Until Fukushima was around 18, she initially accepted the fact she would most likely have to change her name upon marriage. The more she thought about it, the more she opposed taking such action.

“I am Mizuho Fukushima and I didn’t understand why I had to be absorbed and merged (into another family),” Fukushima says. “In order to register our marriage certificate, we had to have the same last name. And so, we decided to choose a lifestyle that allowed us to keep both of our names.”

Initially, the decision to spurn marriage was not a big deal. They were a young couple in a stable relationship who were starting their careers as lawyers. Fukushima eventually became a member of the Upper House and led the Social Democratic Party for a decade until 2013. Kaido, meanwhile, is one of the country’s leading lawyers in the field of human rights.

Kaido says he understood where Fukushima was coming from because he also wanted to retain his last name.

“I felt like I was going to completely lose my identity by becoming Yuichi Fukushima, which also happened to be the name of an acquaintance of mine,” Kaido says. “It goes against gender equality to make a woman take her husband’s name.
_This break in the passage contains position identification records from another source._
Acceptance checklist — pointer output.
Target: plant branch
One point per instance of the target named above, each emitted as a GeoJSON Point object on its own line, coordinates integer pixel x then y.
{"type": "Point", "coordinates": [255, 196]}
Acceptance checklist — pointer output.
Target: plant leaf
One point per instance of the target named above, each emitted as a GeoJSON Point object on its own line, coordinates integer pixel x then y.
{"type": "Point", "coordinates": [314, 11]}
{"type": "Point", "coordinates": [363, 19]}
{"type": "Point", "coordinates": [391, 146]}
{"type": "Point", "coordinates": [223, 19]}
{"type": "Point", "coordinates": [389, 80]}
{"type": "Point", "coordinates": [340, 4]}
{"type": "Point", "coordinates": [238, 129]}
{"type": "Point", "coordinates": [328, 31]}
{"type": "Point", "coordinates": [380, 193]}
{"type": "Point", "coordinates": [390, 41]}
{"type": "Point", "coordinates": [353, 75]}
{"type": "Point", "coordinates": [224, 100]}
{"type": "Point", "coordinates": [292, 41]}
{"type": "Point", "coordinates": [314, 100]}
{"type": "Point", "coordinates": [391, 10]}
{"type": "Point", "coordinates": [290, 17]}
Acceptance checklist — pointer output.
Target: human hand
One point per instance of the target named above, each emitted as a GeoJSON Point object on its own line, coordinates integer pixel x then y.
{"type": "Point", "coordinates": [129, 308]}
The only fair way for us to have sorted this out would have been for us to choose by lottery.”

Things changed, however, when Fukushima became pregnant at the age of 30. Although it was a planned pregnancy, Fukushima was torn because her child would be born out of wedlock if they didn’t have a marriage certificate.

Many couples who abstain from getting married in order to retain their last names officially register their unions at their ward offices, filing for divorce after the certificate is accepted.
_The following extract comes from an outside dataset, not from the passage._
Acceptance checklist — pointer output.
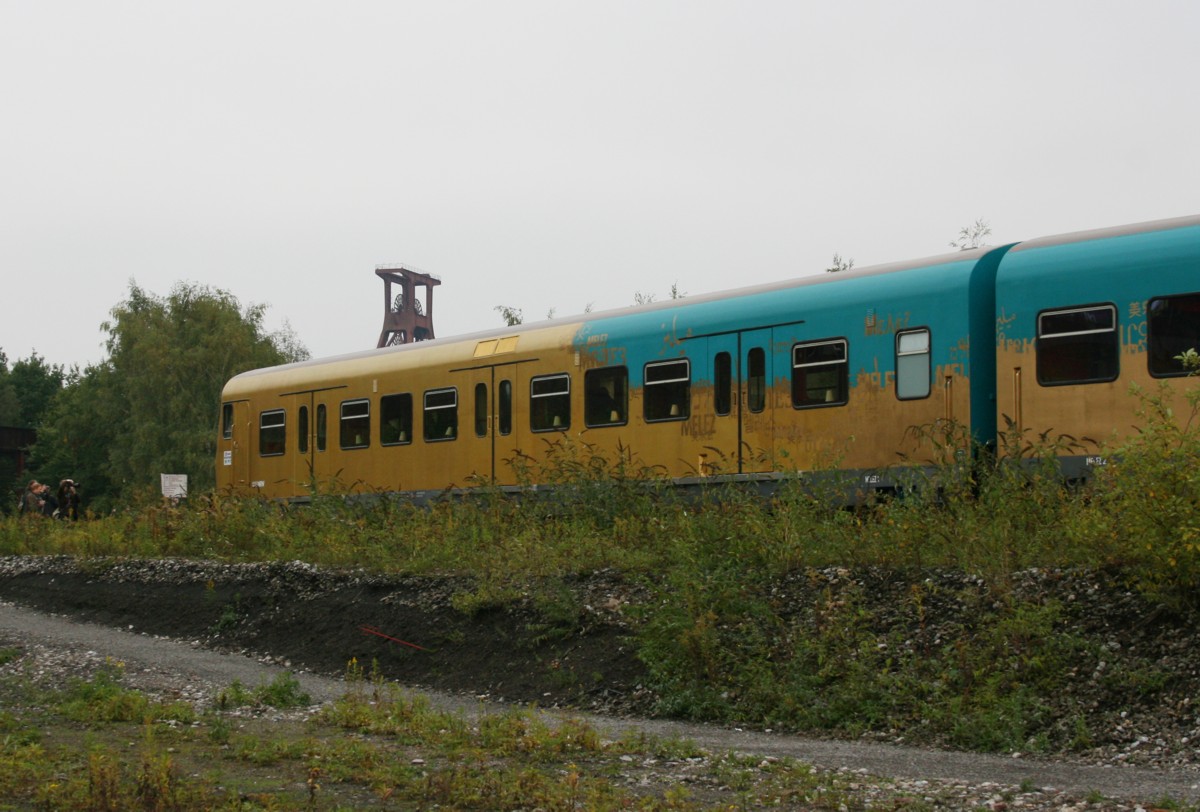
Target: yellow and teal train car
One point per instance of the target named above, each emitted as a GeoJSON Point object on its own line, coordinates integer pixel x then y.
{"type": "Point", "coordinates": [826, 372]}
Although Fukushima stopped by her local ward office to get the requisite certificates, the couple ultimately decided to not to register their marriage.

“Having a baby without a marriage certificate is one of the hardest decisions I’ve ever had to make in my life,” Fukushima says. “I was so worried that our child would be the object of discrimination.”

‘Extreme individualism’?

Surnames weren’t historically common in Japan, with last names only handed down by samurai families.

In 1870, the Meiji government permitted commoners to take on surnames, while in 1876, lawmakers decreed that women should keep their family names upon marriage, which resulted in separate last names between spouses.

The situation was reversed in 1898 after the government enacted the Civil Law, which forced women to adopt their husband’s name upon marriage.

A subsequent revision in the postwar years eased this requirement slightly, although Article 750 still required married couples to use a single surname.

In the early 1990s, the Justice Ministry debated whether or not to introduce a system by which married couples could choose to use different surnames.

In 1996, the Justice Ministry’s Legislative Council went a step further and called for the Civil Law to be amended so that the couple can either “assume the surname of the husband or wife, or assume their surnames prior to marriage.”

Almost 20 years later, the clause remains untouched, with members of the ruling Liberal Democratic Party as well as several opposition lawmakers dogmatically opposed to the revision.

Hidetsugu Yagi, a professor of constitutional law at Reitaku University in Chiba Prefecture, says having the same last name keeps family bonds tight.

“I think we’re seeing the spread of extreme individualism,” Yagi says. “A family with the same last name has a sense of unity. If parents and siblings all have different names, whose family is it?”

Working women find the situation especially inconvenient, and many are forced to use their married surnames in the workplace.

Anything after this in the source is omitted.